Oltre 50 anni di attività premiata dalla fedeltà dei clienti
(Numero 15 – Bimestre nov-dic 2017 – Pagina 6)
Se in via Ruggero Bonghi, all’Esquilino, cerchi una bottega di sartoria su misura, non la trovi. O meglio: non c’è più. Perché, oggi, al civico numero 5, là dove dal 1975 e fino a dieci anni fa Franco Terra, sartore in Roma, faceva abiti su misura a politici, giornalisti, ma anche a tanta gente comune, trovi un negozio di pret à porter, di abbigliamento confezionato per uomo.

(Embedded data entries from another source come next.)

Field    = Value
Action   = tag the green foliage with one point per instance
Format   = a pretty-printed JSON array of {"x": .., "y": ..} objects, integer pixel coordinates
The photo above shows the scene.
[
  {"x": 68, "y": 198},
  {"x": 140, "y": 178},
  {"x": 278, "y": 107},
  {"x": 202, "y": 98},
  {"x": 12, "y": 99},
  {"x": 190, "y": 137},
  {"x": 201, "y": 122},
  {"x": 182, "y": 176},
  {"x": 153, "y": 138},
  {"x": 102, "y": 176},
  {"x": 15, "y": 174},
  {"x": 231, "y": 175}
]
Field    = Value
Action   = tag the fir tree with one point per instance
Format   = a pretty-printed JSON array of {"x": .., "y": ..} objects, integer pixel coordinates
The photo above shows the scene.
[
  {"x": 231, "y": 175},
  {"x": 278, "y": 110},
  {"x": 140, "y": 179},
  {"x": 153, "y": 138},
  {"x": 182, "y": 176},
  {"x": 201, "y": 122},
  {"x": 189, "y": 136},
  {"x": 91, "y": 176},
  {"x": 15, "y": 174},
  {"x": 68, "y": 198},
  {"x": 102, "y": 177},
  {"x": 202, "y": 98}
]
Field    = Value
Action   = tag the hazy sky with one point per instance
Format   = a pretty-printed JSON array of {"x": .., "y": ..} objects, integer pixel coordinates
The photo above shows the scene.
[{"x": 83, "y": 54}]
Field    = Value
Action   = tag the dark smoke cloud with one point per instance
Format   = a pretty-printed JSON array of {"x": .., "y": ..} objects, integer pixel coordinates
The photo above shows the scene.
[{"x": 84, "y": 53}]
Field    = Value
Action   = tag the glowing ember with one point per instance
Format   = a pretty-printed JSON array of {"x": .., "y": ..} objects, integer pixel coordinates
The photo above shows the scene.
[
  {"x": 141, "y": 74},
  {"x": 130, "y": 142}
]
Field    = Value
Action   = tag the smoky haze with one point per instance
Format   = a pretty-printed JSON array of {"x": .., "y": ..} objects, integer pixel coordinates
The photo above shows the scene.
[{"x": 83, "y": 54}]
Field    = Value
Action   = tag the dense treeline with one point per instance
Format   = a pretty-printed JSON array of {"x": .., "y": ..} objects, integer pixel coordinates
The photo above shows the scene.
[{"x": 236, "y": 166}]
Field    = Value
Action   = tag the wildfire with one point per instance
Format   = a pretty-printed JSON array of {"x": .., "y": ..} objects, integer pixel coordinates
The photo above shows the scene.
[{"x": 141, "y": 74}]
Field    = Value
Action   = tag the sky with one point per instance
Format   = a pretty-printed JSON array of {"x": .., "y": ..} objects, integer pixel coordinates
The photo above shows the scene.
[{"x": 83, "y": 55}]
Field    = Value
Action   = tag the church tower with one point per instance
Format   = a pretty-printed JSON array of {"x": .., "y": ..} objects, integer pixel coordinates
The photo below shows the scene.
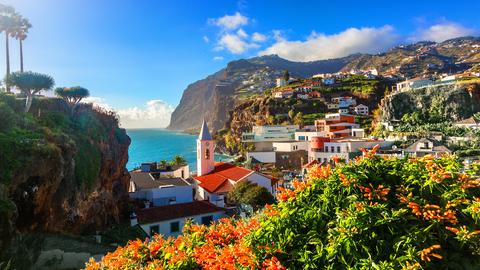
[{"x": 205, "y": 151}]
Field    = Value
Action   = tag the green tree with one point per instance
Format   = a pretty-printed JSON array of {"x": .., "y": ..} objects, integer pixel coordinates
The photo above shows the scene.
[
  {"x": 179, "y": 160},
  {"x": 298, "y": 120},
  {"x": 22, "y": 25},
  {"x": 30, "y": 83},
  {"x": 286, "y": 76},
  {"x": 250, "y": 194},
  {"x": 291, "y": 114},
  {"x": 8, "y": 24},
  {"x": 72, "y": 95}
]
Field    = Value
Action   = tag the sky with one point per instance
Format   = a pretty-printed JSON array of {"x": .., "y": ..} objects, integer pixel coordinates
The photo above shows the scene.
[{"x": 137, "y": 56}]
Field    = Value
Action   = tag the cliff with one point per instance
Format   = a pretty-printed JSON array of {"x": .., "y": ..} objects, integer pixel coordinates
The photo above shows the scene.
[
  {"x": 452, "y": 102},
  {"x": 60, "y": 172},
  {"x": 213, "y": 96}
]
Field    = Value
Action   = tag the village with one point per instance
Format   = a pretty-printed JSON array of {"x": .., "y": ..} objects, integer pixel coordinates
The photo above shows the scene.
[{"x": 166, "y": 197}]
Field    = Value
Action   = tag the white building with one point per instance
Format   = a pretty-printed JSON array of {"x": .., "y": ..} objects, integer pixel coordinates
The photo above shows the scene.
[
  {"x": 307, "y": 135},
  {"x": 159, "y": 191},
  {"x": 361, "y": 109},
  {"x": 412, "y": 84},
  {"x": 170, "y": 220},
  {"x": 281, "y": 82},
  {"x": 215, "y": 179},
  {"x": 328, "y": 81}
]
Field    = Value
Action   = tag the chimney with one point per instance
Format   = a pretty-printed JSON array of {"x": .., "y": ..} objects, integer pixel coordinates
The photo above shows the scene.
[{"x": 133, "y": 219}]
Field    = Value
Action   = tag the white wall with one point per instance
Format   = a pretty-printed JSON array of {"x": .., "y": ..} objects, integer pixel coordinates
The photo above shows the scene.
[
  {"x": 261, "y": 181},
  {"x": 290, "y": 146},
  {"x": 164, "y": 226},
  {"x": 182, "y": 194},
  {"x": 266, "y": 157}
]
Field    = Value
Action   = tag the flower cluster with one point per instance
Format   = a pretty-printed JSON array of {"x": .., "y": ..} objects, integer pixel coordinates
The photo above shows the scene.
[{"x": 418, "y": 213}]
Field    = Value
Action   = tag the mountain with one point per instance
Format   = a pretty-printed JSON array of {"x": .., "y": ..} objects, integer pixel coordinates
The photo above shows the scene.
[
  {"x": 214, "y": 96},
  {"x": 60, "y": 172}
]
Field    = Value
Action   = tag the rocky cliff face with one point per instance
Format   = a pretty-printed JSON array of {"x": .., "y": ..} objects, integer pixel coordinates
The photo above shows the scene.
[
  {"x": 453, "y": 102},
  {"x": 63, "y": 173},
  {"x": 215, "y": 95},
  {"x": 241, "y": 79}
]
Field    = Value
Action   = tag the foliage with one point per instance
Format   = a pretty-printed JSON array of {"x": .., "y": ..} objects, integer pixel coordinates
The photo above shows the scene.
[
  {"x": 72, "y": 95},
  {"x": 178, "y": 160},
  {"x": 30, "y": 82},
  {"x": 374, "y": 213},
  {"x": 250, "y": 194}
]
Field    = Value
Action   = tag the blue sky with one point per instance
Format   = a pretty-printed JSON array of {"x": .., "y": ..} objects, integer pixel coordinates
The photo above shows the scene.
[{"x": 133, "y": 52}]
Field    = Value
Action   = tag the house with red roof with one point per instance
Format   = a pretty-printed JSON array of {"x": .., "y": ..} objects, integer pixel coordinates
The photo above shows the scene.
[{"x": 215, "y": 179}]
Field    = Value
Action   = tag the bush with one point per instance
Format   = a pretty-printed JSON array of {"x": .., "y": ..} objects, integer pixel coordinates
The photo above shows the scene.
[{"x": 374, "y": 213}]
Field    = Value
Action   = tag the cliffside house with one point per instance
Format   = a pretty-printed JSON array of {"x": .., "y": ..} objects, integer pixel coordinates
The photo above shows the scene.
[
  {"x": 413, "y": 84},
  {"x": 281, "y": 82},
  {"x": 336, "y": 125},
  {"x": 170, "y": 220},
  {"x": 324, "y": 149},
  {"x": 158, "y": 191},
  {"x": 425, "y": 146},
  {"x": 262, "y": 137},
  {"x": 468, "y": 123},
  {"x": 361, "y": 109},
  {"x": 215, "y": 179}
]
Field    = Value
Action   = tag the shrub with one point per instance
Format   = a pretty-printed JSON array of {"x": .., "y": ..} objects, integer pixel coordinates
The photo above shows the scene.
[{"x": 374, "y": 213}]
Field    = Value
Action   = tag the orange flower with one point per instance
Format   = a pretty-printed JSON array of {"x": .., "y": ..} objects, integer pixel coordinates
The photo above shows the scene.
[{"x": 426, "y": 254}]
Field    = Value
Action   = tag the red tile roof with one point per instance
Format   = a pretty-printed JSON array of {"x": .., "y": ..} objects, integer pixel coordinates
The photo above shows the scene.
[
  {"x": 216, "y": 181},
  {"x": 175, "y": 211}
]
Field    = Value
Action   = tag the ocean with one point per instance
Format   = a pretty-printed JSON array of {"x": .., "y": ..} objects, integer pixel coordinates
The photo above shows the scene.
[{"x": 158, "y": 144}]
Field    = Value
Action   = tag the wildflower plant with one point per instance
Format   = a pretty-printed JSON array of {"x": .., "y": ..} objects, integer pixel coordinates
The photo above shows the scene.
[{"x": 373, "y": 213}]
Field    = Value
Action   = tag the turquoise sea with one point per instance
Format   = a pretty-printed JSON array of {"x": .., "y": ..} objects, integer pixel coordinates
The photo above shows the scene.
[{"x": 158, "y": 144}]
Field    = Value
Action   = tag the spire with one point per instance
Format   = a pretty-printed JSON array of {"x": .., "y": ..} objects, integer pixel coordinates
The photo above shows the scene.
[{"x": 204, "y": 133}]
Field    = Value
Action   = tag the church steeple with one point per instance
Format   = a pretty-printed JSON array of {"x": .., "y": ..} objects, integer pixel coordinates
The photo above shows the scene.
[
  {"x": 204, "y": 132},
  {"x": 205, "y": 151}
]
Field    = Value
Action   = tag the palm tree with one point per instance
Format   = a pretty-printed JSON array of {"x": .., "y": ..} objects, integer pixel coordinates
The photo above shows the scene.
[
  {"x": 22, "y": 26},
  {"x": 30, "y": 83},
  {"x": 7, "y": 25},
  {"x": 72, "y": 95}
]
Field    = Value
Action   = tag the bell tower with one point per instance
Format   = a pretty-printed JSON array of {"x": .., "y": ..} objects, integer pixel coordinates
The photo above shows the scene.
[{"x": 205, "y": 151}]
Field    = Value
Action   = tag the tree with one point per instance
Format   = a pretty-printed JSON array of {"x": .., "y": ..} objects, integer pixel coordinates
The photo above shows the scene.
[
  {"x": 179, "y": 160},
  {"x": 30, "y": 83},
  {"x": 250, "y": 194},
  {"x": 298, "y": 120},
  {"x": 72, "y": 95},
  {"x": 291, "y": 114},
  {"x": 286, "y": 76},
  {"x": 22, "y": 26},
  {"x": 8, "y": 23}
]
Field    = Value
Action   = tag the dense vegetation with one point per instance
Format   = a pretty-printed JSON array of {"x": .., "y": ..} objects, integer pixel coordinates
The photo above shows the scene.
[
  {"x": 374, "y": 213},
  {"x": 24, "y": 137}
]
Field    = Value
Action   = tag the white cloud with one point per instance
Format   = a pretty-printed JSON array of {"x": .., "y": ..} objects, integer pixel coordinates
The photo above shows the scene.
[
  {"x": 257, "y": 37},
  {"x": 241, "y": 33},
  {"x": 235, "y": 44},
  {"x": 154, "y": 114},
  {"x": 442, "y": 32},
  {"x": 321, "y": 46},
  {"x": 230, "y": 22}
]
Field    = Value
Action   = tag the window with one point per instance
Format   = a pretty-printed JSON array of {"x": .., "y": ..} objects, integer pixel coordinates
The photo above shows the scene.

Il negozio è pieno di merce di qualità e continua ad offrire un servizio di sartoria. Ha una vetrina in più rispetto a qualche tempo fa ma certamente è un’altra cosa. L’attività è gestita dal figlio, che, recentemente, ha perso il suo lavoro. Il mestiere del padre non lo ha mai imparato. Per lui e per suo fratello, che si è laureato negli Stati Uniti e che ora si occupa di marketing a Bologna, Franco e sua moglie hanno immaginato un futuro nel quale non ci fosse la sartoria.
Una scelta saggia? Forse, purtroppo, sì. “Con la sartoria non si vive più”, dice Franco. Ha il sorriso sulle labbra mentre parla ma gli occhi, spesso, sono bassi e la voce anche. Lui e sua moglie si sono ritagliati uno spazio in un’ala del negozio: un soppalco, piccolo e luminoso, che si raggiunge arrampicandosi su una scala a chiocciola. Un grande tavolo di legno con sopra un bracciolo per stirare le maniche, una macchina per cucire, spilli, forbici e aghi di varia grandezza, fili di ogni colore. Lì, oggi, Franco esegue le riparazioni. Ma, ci tiene a dire con orgoglio: “Sono riparazioni sartoriali, noi i rinforzi li applichiamo cucendoli a mano, non con la colla”.
L’apprendistato. A Silvi Marina suo padre faceva il pescatore; e, al paese, chi non andava per mare lavorava la terra. Certamente, allora, un figlio che era intenzionato a fare l’artigiano rappresentava una promozione sociale, era un vanto per la famiglia. Così, quando Franco, all’età di 12 anni, va a Pescara per imparare il mestiere del sarto, nessuno lo ostacola, anzi tutti sono fieri di lui. E Franco impara in fretta: “Questo è un mestiere per il quale bisogna essere piegati”, racconta quasi sottovoce, cioè “portati”. Lui, in effetti, è molto bravo e diventa subito un apprezzato “capponaio”, cioè il ragazzo di bottega specializzato nell’individuare, al momento delle prove, i difetti dell’abito in lavorazione e nel ripararli.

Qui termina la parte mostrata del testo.